Councillor Kelly added: “This has had generational impacts, where if parents have not been working they do not have that example of what it means to have steady income and a job.”
But he pointed to the work being done by housing associations and community projects in the area to help improve matters, adding: “There is huge amounts of work being done in terms of improvement of living conditions.”
The councillor said organisations such as the Phoenix, and also the Easterhouse Sports Centre, are providing activities and outlets for people of all ages.
He said: “There is a real pride in the area, which has probably been the victim of under investment for a very long time.”
Richard McShane, who founded the Phoenix in 2007, says it has helped Eric immeasurably.
He added: “If people have not got a purpose they will not get out of their bed.
“Now he’s a totally different guy. He used to sit in the corner and not say anything, but now he talks non-stop. He’s down here just about every morning. He opens up at quarter-to-nine.”
Richard said the community centre offers a variety of activities aimed at helping people “rise up”, including boxing, table tennis, pool and cycling.
He said: “Whatever that percentage of unemployment is, we are biting into that to help people.
“We will be looking for grants for employment in the future because we can now prove that we are changing people’s lives.”
The nearby sports centre has undergone its own phoenix-like recovery in the last year, having been closed and then used as a Covid vaccination hub.
It is now helping prepare people for employment and even has an on-site Job Centre Plus.
There are also plans to transform a kitchen complex, shut for 20 years, into a community cookhouse to train people for work.

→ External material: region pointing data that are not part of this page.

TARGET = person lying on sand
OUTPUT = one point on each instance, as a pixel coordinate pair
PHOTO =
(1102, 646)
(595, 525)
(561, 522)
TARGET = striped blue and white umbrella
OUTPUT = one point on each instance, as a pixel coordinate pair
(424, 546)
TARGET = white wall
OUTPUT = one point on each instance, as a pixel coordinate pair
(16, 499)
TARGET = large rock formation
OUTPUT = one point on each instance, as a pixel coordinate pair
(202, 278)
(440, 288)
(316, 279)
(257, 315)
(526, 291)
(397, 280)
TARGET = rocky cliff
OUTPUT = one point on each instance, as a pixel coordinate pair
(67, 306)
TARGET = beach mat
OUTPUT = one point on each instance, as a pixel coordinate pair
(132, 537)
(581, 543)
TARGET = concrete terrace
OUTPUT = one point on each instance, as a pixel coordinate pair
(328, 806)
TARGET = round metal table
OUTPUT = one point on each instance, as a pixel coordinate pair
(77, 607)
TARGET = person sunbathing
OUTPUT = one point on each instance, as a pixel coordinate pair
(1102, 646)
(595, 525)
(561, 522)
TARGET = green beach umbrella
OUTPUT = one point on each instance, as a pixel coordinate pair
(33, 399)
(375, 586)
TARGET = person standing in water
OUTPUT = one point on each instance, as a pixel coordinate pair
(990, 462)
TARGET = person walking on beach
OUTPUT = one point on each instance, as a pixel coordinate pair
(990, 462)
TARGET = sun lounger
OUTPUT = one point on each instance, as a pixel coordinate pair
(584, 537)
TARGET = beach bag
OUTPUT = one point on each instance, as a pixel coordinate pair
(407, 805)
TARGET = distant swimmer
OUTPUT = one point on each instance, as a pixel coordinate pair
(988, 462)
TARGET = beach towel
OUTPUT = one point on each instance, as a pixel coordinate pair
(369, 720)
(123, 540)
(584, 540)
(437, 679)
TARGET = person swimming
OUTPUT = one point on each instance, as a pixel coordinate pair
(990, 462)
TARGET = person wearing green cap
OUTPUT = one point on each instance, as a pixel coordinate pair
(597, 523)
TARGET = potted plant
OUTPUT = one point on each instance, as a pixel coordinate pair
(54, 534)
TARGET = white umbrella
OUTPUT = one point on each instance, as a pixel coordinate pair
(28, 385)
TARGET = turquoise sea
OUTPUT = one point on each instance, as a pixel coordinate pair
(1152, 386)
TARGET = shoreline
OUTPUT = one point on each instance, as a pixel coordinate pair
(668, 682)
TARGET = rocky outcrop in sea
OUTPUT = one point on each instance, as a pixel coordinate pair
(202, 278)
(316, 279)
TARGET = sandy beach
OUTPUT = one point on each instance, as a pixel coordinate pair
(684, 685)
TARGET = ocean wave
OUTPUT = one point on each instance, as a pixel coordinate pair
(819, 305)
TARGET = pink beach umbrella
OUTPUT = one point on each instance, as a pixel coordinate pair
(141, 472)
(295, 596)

And employability programmes with local high schools are running.
Senior community impact manager there, Kevin Martin, said: “It’s getting people to think about work and basically try and support them.
“So it’s trying to support and build people up so that when they’re ready we can create a pathway
“The purpose is, we get young people in from primary one, we work with them through sports, and then as soon as they’re maybe third, fourth year, they come into our employability programmes.
“We train them and it makes them more employable, so if you’ve left school with no qualifications you’ll get the work-based ones, so that you’re ready for a job. You’re more likely to get a chance.”
The benefit figures were revealed in Britain’s Benefits Scandal: Dispatches, hosted by journalist Fraser Nelson.
Last night a Scottish Government spokesperson said: “Scotland’s devolved employability services are working with partners to reduce economic inactivity.
“To help more people into work the Scottish Government is introducing specialist employability support by the summer for disabled people and those with long-term health conditions.”